Methods: Women who had undergone repair of the ascending aorta were asked about risk factors and reproductive history. The response of 142 women with AAD with a follow-up of 6.7 ± 3.1 yrs(1.9-12.6 yrs) was compared to an age-matched control group of 64 women (age 70.8 ± 10.5 yrs and 70.1 ± 11.4 yrs, p = 0.596; BMI 25.9 ± 5.6 kg/m2 vs 25.2 ± 4.1 kg/m2, p = 0.601). A subgroup of the AAD cohort with validated ascending aortic aneurysms (TAA) ≥5cm were further investigated (n = 64, age 71.4 ± 10.8 yrs, p = 0.331; BMI 24.4 ± 4.6 kg/m2, p = 0.625).

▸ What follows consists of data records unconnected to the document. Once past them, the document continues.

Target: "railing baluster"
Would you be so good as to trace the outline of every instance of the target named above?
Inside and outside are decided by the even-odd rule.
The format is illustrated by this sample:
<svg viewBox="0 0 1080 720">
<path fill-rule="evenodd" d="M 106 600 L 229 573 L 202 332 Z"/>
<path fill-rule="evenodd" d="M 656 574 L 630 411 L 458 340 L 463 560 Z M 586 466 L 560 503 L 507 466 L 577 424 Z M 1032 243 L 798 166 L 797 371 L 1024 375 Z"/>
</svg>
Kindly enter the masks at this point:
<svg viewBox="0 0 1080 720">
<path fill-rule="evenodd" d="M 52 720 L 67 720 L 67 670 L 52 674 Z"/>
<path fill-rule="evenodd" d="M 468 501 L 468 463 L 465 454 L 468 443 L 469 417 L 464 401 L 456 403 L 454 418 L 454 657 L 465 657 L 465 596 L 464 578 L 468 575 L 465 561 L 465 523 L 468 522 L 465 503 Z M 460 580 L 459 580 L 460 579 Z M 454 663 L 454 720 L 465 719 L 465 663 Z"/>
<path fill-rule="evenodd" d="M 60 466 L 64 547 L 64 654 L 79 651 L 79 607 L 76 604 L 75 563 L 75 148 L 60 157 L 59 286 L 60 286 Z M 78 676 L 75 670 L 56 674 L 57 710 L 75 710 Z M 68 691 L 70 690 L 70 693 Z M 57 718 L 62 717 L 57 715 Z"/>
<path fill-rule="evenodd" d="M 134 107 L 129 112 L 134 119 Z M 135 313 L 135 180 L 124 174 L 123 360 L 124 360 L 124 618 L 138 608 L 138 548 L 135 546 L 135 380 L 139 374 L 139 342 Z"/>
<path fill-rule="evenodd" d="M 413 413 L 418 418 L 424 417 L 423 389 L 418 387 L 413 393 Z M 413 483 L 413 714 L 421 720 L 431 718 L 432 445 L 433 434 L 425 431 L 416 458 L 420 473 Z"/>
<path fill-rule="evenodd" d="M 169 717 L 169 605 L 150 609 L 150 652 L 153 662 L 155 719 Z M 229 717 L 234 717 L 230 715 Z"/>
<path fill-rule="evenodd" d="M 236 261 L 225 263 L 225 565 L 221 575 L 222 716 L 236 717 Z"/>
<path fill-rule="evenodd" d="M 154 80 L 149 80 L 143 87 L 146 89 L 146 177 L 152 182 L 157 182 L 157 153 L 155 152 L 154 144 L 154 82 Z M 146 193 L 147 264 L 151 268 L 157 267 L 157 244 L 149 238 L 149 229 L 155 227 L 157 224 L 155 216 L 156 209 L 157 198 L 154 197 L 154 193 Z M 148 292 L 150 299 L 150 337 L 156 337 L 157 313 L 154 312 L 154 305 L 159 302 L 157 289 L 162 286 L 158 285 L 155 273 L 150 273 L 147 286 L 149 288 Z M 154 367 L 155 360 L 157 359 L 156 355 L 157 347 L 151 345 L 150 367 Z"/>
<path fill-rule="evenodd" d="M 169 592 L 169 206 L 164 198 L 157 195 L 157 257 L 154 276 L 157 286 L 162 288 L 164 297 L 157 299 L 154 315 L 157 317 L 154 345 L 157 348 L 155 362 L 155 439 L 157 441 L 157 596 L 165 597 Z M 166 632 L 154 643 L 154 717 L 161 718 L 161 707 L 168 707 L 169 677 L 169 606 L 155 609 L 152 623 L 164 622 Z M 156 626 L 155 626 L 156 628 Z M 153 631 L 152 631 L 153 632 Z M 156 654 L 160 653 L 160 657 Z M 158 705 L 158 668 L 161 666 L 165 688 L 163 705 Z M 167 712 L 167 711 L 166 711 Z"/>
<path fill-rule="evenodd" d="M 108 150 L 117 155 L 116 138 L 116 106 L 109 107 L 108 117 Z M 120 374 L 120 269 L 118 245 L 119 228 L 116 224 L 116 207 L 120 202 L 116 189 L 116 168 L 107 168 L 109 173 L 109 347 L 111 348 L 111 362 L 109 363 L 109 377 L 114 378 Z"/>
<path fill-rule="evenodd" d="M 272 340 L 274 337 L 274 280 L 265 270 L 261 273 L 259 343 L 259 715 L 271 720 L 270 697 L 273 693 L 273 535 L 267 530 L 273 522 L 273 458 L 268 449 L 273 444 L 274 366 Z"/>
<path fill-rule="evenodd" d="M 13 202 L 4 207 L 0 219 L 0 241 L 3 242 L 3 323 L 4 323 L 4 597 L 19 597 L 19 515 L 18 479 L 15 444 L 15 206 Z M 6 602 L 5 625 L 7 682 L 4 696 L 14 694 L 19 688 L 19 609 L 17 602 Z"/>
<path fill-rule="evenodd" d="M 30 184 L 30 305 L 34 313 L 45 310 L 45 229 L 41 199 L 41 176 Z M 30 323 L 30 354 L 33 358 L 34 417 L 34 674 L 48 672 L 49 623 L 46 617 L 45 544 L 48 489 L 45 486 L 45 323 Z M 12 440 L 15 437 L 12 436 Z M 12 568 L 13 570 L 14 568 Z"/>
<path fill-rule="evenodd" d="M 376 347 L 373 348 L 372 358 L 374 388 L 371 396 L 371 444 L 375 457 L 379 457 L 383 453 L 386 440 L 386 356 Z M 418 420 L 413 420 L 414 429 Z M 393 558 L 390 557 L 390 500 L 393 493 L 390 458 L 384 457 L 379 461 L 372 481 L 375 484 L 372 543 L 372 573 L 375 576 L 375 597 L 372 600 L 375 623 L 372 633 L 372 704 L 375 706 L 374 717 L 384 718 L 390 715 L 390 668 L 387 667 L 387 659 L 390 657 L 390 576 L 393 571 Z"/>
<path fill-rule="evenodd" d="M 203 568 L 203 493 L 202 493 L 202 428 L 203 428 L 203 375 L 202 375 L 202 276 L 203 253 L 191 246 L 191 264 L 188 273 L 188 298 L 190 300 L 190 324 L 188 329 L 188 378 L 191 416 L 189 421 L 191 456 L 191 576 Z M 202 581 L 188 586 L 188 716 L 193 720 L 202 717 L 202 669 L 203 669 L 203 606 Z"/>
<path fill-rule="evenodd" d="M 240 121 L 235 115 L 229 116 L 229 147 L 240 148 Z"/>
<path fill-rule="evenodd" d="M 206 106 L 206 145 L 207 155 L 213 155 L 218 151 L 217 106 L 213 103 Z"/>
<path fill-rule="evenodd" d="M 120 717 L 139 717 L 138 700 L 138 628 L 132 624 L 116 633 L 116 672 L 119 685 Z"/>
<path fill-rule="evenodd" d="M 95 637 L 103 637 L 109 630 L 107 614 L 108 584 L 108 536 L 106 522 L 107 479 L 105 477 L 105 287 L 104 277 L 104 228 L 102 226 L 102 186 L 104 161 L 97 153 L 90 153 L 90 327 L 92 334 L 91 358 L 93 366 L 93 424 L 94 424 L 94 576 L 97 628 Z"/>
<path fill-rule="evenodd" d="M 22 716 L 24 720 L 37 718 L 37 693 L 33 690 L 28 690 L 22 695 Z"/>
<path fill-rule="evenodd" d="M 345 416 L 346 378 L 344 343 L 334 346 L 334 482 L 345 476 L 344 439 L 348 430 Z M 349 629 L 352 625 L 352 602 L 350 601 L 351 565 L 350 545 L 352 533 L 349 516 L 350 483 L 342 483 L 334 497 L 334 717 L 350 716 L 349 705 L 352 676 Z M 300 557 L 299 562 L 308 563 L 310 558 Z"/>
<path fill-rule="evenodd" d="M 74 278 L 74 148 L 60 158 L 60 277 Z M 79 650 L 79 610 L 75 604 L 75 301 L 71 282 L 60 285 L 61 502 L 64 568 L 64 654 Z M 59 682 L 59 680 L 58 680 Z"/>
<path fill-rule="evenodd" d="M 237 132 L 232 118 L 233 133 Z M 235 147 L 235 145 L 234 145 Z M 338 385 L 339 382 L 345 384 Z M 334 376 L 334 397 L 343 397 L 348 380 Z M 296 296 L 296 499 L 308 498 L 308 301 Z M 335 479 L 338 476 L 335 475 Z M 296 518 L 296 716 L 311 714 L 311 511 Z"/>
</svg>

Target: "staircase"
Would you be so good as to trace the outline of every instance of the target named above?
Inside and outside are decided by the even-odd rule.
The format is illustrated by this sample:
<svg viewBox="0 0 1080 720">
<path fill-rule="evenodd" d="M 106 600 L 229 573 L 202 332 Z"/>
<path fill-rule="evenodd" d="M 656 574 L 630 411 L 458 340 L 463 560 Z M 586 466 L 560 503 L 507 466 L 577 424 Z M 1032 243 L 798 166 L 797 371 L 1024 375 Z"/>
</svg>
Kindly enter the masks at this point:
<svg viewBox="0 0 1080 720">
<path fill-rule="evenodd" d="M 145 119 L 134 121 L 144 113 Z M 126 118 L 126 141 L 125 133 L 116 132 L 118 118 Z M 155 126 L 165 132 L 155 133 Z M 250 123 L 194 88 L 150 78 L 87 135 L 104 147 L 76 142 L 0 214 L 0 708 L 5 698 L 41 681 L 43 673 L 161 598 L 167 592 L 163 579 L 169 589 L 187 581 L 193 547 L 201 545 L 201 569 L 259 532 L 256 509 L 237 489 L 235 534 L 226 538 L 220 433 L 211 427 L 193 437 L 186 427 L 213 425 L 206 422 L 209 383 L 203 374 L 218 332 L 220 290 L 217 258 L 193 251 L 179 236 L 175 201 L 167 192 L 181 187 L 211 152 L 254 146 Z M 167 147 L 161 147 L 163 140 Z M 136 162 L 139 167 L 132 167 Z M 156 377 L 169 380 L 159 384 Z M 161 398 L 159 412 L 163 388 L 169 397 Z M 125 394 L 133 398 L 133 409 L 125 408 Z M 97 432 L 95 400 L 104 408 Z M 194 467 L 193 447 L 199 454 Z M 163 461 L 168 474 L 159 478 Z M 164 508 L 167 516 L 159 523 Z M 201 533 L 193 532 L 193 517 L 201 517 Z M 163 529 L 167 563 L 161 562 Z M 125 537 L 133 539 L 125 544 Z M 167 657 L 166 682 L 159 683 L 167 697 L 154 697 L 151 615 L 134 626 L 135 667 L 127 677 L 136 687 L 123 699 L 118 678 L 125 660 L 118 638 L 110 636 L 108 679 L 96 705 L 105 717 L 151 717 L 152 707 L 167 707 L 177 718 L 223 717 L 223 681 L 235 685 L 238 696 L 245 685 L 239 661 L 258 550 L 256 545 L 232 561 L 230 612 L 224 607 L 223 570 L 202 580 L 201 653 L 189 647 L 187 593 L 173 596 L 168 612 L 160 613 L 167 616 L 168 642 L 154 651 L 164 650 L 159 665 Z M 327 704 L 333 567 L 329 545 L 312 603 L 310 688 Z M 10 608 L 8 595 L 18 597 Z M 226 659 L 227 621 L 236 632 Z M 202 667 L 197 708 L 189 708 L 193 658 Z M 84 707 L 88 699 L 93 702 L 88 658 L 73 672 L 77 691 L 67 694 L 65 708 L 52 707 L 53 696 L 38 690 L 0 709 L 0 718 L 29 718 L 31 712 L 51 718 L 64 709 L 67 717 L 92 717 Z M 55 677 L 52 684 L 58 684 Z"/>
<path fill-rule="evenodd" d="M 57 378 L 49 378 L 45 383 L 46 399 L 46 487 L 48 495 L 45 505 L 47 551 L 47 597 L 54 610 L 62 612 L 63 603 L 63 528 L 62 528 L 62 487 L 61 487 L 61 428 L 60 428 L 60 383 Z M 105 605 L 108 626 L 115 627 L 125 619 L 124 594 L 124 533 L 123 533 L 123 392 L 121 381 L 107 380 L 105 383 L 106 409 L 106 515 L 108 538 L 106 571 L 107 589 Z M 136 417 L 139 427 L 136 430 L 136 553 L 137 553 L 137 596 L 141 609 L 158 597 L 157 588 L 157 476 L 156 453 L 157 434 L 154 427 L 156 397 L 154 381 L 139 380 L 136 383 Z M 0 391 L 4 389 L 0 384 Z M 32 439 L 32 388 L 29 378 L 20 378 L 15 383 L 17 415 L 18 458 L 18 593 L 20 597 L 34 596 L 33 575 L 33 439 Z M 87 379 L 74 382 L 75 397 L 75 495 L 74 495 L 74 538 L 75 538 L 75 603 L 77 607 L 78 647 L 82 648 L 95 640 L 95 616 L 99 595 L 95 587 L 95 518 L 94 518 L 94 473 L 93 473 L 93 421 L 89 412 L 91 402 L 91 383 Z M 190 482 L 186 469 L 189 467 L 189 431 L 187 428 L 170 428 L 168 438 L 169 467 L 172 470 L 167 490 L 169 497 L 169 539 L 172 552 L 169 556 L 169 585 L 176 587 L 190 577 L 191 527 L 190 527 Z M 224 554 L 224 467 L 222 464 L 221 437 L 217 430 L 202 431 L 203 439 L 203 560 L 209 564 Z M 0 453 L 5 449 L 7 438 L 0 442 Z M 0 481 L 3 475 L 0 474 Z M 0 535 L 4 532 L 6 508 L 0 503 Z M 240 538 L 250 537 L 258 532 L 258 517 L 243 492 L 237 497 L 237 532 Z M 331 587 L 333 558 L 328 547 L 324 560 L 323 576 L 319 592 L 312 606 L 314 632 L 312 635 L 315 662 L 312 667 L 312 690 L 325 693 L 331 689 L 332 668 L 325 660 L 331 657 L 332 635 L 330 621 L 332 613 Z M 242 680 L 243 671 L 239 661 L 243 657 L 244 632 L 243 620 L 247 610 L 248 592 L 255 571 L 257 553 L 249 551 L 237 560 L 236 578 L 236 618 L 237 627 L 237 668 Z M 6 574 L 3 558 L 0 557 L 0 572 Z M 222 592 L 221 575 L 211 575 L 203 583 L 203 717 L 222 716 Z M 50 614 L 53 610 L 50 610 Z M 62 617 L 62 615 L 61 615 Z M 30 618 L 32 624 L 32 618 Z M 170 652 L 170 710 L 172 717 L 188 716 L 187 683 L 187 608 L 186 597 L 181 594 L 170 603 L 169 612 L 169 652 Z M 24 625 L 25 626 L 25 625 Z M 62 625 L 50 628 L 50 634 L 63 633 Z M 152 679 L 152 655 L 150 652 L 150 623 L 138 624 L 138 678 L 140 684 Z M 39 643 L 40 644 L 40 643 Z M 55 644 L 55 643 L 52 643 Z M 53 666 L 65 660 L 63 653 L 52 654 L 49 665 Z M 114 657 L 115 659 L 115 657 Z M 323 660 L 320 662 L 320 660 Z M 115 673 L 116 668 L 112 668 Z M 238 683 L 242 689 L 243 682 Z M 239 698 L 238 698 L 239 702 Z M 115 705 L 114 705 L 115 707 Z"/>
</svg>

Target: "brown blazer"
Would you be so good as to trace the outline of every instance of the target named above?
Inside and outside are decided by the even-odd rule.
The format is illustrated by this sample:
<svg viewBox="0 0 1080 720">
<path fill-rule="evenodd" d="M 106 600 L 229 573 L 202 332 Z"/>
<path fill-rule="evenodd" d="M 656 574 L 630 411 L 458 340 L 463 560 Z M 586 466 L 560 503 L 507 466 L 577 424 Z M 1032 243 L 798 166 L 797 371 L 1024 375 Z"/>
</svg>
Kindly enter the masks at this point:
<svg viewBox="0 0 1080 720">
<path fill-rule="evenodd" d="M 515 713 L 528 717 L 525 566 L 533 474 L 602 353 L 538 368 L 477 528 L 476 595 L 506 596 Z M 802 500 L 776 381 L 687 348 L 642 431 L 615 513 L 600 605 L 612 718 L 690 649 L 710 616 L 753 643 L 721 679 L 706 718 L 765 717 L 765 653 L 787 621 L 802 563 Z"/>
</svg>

Results: Hypertension and Hypercholesterolemia were more prevalent in women with AAD compared to controls (88.7% vs 61.9%,p < 0.001, and 49.3% vs 30.6%, p = 0.010). There were more smokers amongst women with AAD (24.6% vs 6.3%, p = 0.001; current 8.5% in AAD, p = 0.419). Coronary artery disease (bypass grafts or percutaneous coronary intervention) (CAD) was more evident in women with AAD (12.6% vs 3.4, p = 0.037). Menopausal age had been reached in 97.1% of women with manifest AAD and in 90.6% of controls (p = 0.054). Comparing all women with AAD and the subgroup with TAA ≥ 5 cm, to controls demonstrated the same age of menarche (first menstruation at 14.0 ± 1.7 yrs, or 14.0 ± 1.8 yrs, vs 14.2 ± 1.8 yrs, p = 0.813, resp. p = 0.837), but a clearly earlier last menstruation age for women with AAD (menopausal age 49.7 ± 5.9 yrs, or 48.1 ± 4.9 yrs, vs 50.6 ± 5.8 yrs, p = 0.023 or p = 0.012). This results in a clear trend of a shorter time period between menarche and menopause in women found to have AAD and those with TAA ≥ 5 cm, both compared to the controls (34.9 ± 5.7 yrs, and 34.2 ± 5.2 yrs, both vs 36.2 ± 5.7 yrs, p = 0.060, and 0.036 for TAA ≥ 5 cm).
Conclusion: Women with AAD more commonly presented with known cardiovascular risk factors and relevant CAD. In AAD and TAA a significant shortening of the reproductive period and therefore an abbreviated endogenous production of female sex hormones was observed as compared to controls. This suggests yet again a relevant role of the endocrine system in the development of aortic disease.